Nonetheless, the importance of sleep disturbance in victims of trauma has been that it has
prognostic significance (Harvey, et al., 2003), and therefore worthy to investigate in sleep
research.
Trauma exposure is a construct that has and is still being studied among highly and
multiply traumatized populations including but not restricted to adolescents and adults in
6
communities, schools, and public health settings in different cultures; as well as among torture
survivors, prison inmates, minorities, refugees, and mental health patients ((Lambert, Ialongo,
Boyd & Cooley, 2005; Finkelhor, Turner, Ormrod, Hamby& Kracke, 2009; Stein, Jaycox,
Kataoka, Rhodes& Vestal, 2003). Trauma is a sudden, unpredictable, life-threatening event that
is out of the ordinary life experience, and may result from natural or accidental disasters
(earthquake, fire), large-scale catastrophes (war), medical trauma (stroke), and personal
catastrophes (rape, assault, witnessing violence) (Keane, Marshall & Taft, 2006). Experience
such as these often are considered extreme stressors.

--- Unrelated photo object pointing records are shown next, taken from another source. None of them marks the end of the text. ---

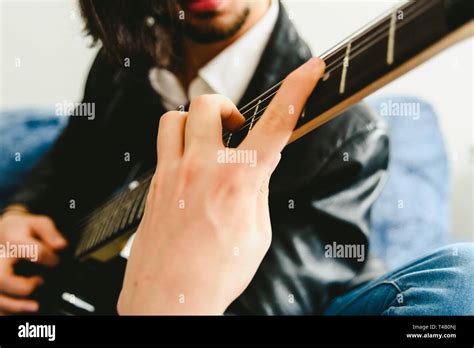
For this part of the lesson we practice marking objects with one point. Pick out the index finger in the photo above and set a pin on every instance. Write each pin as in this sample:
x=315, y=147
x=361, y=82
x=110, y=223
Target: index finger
x=272, y=132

The Diagnostic and Statistical Manual of Mental Disorder Fifth Edition (DSM-5, 2013)
describes trauma as direct personal experience of an event that involves actual or threatened
death or serious injury, or other threat to one’s integrity; or witnessing an event that involves
death, injury, or a threat to the physical integrity of another person; or learning about unexpected
or violent death, serious harm or threat of death or injury experienced by a family member or
other close associate. Trauma not only entails physical injuries, but also includes psychological
effects from stressful events (Frommberger, Angenendt & Berger, 2014). Immediate threats
during such experiences may result in death or injury.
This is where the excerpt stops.